Molecular Evolution of Early-Onset Prostate Cancer Identifies Molecular Risk Markers and Clinical Trajectories

Affiliations

Molecular Evolution of Early-Onset Prostate Cancer Identifies Molecular Risk Markers and Clinical Trajectories

Clarissa Gerhauser et al. Cancer Cell. .

Abstract

Identifying the earliest somatic changes in prostate cancer can give important insights into tumor evolution and aids in stratifying high- from low-risk disease. We integrated whole genome, transcriptome and methylome analysis of early-onset prostate cancers (diagnosis ≤55 years). Characterization across 292 prostate cancer genomes revealed age-related genomic alterations and a clock-like enzymatic-driven mutational process contributing to the earliest mutations in prostate cancer patients. Our integrative analysis identified four molecular subgroups, including a particularly aggressive subgroup with recurrent duplications associated with increased expression of ESRP1, which we validate in 12,000 tissue microarray tumors.

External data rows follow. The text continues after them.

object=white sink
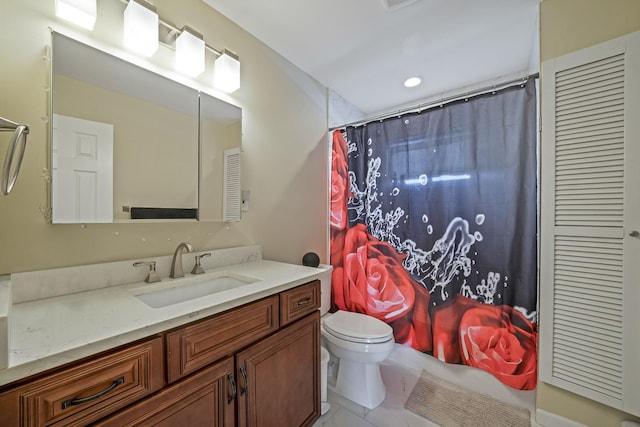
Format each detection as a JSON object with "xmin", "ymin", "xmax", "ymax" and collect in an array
[{"xmin": 132, "ymin": 273, "xmax": 259, "ymax": 308}]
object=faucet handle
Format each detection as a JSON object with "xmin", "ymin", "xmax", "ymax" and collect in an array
[
  {"xmin": 133, "ymin": 261, "xmax": 160, "ymax": 283},
  {"xmin": 191, "ymin": 252, "xmax": 211, "ymax": 274}
]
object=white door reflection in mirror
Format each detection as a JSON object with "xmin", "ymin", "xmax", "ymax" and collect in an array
[{"xmin": 51, "ymin": 114, "xmax": 113, "ymax": 223}]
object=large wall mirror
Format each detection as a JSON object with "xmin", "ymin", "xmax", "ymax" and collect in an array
[{"xmin": 50, "ymin": 32, "xmax": 242, "ymax": 223}]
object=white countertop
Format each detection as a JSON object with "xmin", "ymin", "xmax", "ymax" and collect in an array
[{"xmin": 0, "ymin": 260, "xmax": 326, "ymax": 385}]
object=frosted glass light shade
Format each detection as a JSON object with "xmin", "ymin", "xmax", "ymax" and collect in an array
[
  {"xmin": 218, "ymin": 49, "xmax": 240, "ymax": 93},
  {"xmin": 55, "ymin": 0, "xmax": 97, "ymax": 31},
  {"xmin": 176, "ymin": 27, "xmax": 204, "ymax": 77},
  {"xmin": 124, "ymin": 0, "xmax": 158, "ymax": 56}
]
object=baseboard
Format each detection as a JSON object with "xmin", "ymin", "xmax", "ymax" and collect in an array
[{"xmin": 536, "ymin": 409, "xmax": 586, "ymax": 427}]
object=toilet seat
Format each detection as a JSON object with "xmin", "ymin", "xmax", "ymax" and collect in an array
[{"xmin": 323, "ymin": 310, "xmax": 393, "ymax": 344}]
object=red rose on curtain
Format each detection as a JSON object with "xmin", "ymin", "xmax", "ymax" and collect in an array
[
  {"xmin": 433, "ymin": 295, "xmax": 537, "ymax": 390},
  {"xmin": 332, "ymin": 224, "xmax": 415, "ymax": 322},
  {"xmin": 390, "ymin": 282, "xmax": 433, "ymax": 352},
  {"xmin": 329, "ymin": 131, "xmax": 349, "ymax": 230}
]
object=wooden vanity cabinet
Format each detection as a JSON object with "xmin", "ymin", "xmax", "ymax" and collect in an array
[
  {"xmin": 0, "ymin": 280, "xmax": 320, "ymax": 427},
  {"xmin": 166, "ymin": 295, "xmax": 279, "ymax": 383},
  {"xmin": 0, "ymin": 337, "xmax": 164, "ymax": 427},
  {"xmin": 94, "ymin": 357, "xmax": 236, "ymax": 427},
  {"xmin": 236, "ymin": 310, "xmax": 320, "ymax": 427}
]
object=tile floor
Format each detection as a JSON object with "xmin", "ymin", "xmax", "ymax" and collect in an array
[{"xmin": 314, "ymin": 345, "xmax": 536, "ymax": 427}]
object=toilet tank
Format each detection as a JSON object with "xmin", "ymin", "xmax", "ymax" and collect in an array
[{"xmin": 317, "ymin": 264, "xmax": 333, "ymax": 316}]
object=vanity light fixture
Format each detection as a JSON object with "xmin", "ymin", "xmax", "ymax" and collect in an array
[
  {"xmin": 118, "ymin": 0, "xmax": 240, "ymax": 93},
  {"xmin": 176, "ymin": 27, "xmax": 204, "ymax": 77},
  {"xmin": 404, "ymin": 76, "xmax": 422, "ymax": 87},
  {"xmin": 124, "ymin": 0, "xmax": 159, "ymax": 57},
  {"xmin": 218, "ymin": 49, "xmax": 240, "ymax": 93},
  {"xmin": 55, "ymin": 0, "xmax": 97, "ymax": 31}
]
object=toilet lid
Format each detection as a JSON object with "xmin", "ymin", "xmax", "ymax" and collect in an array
[{"xmin": 324, "ymin": 310, "xmax": 393, "ymax": 344}]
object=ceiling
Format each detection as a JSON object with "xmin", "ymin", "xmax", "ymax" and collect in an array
[{"xmin": 204, "ymin": 0, "xmax": 540, "ymax": 116}]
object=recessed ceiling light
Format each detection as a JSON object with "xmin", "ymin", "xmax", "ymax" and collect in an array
[{"xmin": 404, "ymin": 77, "xmax": 422, "ymax": 87}]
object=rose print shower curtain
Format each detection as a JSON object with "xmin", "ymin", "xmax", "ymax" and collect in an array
[{"xmin": 330, "ymin": 81, "xmax": 537, "ymax": 390}]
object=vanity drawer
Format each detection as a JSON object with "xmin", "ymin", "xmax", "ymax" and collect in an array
[
  {"xmin": 0, "ymin": 337, "xmax": 164, "ymax": 427},
  {"xmin": 280, "ymin": 280, "xmax": 320, "ymax": 326},
  {"xmin": 166, "ymin": 295, "xmax": 279, "ymax": 383}
]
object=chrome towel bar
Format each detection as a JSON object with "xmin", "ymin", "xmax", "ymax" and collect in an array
[{"xmin": 0, "ymin": 117, "xmax": 29, "ymax": 196}]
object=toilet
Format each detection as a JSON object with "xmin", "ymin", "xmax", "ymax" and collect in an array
[{"xmin": 320, "ymin": 270, "xmax": 395, "ymax": 409}]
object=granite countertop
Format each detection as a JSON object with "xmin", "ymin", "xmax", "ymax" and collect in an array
[{"xmin": 0, "ymin": 259, "xmax": 326, "ymax": 385}]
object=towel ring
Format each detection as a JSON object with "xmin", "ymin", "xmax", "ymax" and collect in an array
[{"xmin": 0, "ymin": 125, "xmax": 29, "ymax": 196}]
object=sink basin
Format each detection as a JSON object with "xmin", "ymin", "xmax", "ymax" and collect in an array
[{"xmin": 134, "ymin": 274, "xmax": 258, "ymax": 308}]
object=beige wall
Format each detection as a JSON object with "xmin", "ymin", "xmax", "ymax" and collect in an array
[
  {"xmin": 537, "ymin": 0, "xmax": 640, "ymax": 427},
  {"xmin": 0, "ymin": 0, "xmax": 328, "ymax": 274}
]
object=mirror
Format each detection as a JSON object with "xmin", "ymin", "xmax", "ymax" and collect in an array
[{"xmin": 50, "ymin": 32, "xmax": 242, "ymax": 223}]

Finally, we combined the patterns of molecular co-occurrence and risk-based subgroup information to deconvolve the molecular and clinical trajectories of prostate cancer from single patient samples.

Keywords: APOBEC; cancer genomics; early-onset cancer; epigenetic risk-score; mutational processes; prostate cancer; structural variants; tumor evolution; tumor evolution prediction.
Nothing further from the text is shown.